En el evangelio hemos visto la escena en que Jesús da como madre a su discípulo
querido, y a éste se lo entrega a su madre. En primer lugar podemos ver la escena en
un sentido “doméstico”: Es algo natural que Jesús, al ver que su madre se va a quedar
sola, se preocupe de que quede atendida. Pero esta escena, ya desde muy antiguo, se
la ha interpretado en un sentido eclesial, es decir, que esta maternidad se extiende a
toda la comunidad cristiana, porque en aquel discípulo la Iglesia ha visto que estaban
representados todos los discípulos. Por eso a la Virgen se la ha tenido y se la tiene por
madre espiritual de todos los creyentes. El papa León XIII decía que Jesús quiso
referirse “al género humano y particularmente a todos los que habrían de adherirse a El
con la fe”. Una de las razones es porque si Jesús hubiera querido preocuparse sólo del
futuro de su madre, habría bastado con decir al discípulo: “He ahí a tu madre”; pero al
dirigirse en primer lugar a María, intenta poner de relieve sobre todo la tarea y la nueva
misión que ahora le confía a ella. Por eso dice en primer lugar: “Mujer, he ahí a tu hijo”,
porque la misión de su madre es la más importante. En lo material no necesitaba la
Virgen cuidar del discípulo, porque tenía su propia madre, que además estaba allí.
También el hecho de llamarla “mujer” tiene una resonancia comunitaria eclesial.
La figura de María “de pie ante la cruz” es la de una madre valerosa, que no se deja
derrumbar por el dolor. Ella es prototipo de la actitud de fe en medio del sufrimiento. Se
trata del valor que está sustentado en la esperanza.

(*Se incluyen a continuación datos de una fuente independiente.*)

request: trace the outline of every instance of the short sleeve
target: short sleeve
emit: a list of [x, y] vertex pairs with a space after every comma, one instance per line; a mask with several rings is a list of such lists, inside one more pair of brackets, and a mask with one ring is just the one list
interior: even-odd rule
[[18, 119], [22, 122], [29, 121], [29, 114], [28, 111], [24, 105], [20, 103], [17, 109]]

Y esta esperanza se funda en que
su lema, como el de Jesús, es estar dispuesta siempre a hacer la voluntad de Dios.
Cuando se toca el problema del dolor juntamente con la voluntad de Dios, hay
peligro de que para algunos se tenga una idea de un Dios muy serio y justiciero. Dios
siempre es bueno y desea nuestra felicidad. Pero la realidad de la vida es que estamos
envueltos en muchos males que nosotros nos acarreamos por nuestros pecados. Para
redimirnos, para que podemos conseguir con nuestra libertad, unida a la gracia de
Dios, la verdadera felicidad, el Hijo de Dios se hizo hombre y llegó, por medio del dolor,
hasta la cruz. Su madre, la Virgen María, que había sido creada con la mayor
hermosura posible en su alma, sin ser obligada, aceptó la voluntad de Dios de cooperar
a esa redención dando cuerpo al Hijo del Altísimo. Y se comprometió hasta el fin con
toda responsabilidad, aunque sabía, como se lo había profetizado el anciano Simeón,
que una espada atravesaría su alma. De hecho no fue una espada sino muchas, pues
espadas fueron las dudas de José, las dificultades para el nacimiento de Jesús, la
huida a Egipto, la pérdida de Jesús, la despedida antes de su predicación, el
permanecer oculta y callada..., hasta la calle de la amargura, estar junto a la cruz,
tenerle en sus brazos muerto y ver que la losa del sepulcro le separaba del todo.
Pero María esperaba. Y llegó la resurrección. Para enseñarnos que participar con
Cristo en sus dolores es signo de la participación en la felicidad. Es enseñarnos que el
dolor no es sólo tormento, sino que es el precio del amor hacia los demás. Y es la
posibilidad de ofrecer ese dolor por el bien espiritual primero de nosotros y también de
los demás. Es como una especie de corredención, como en María.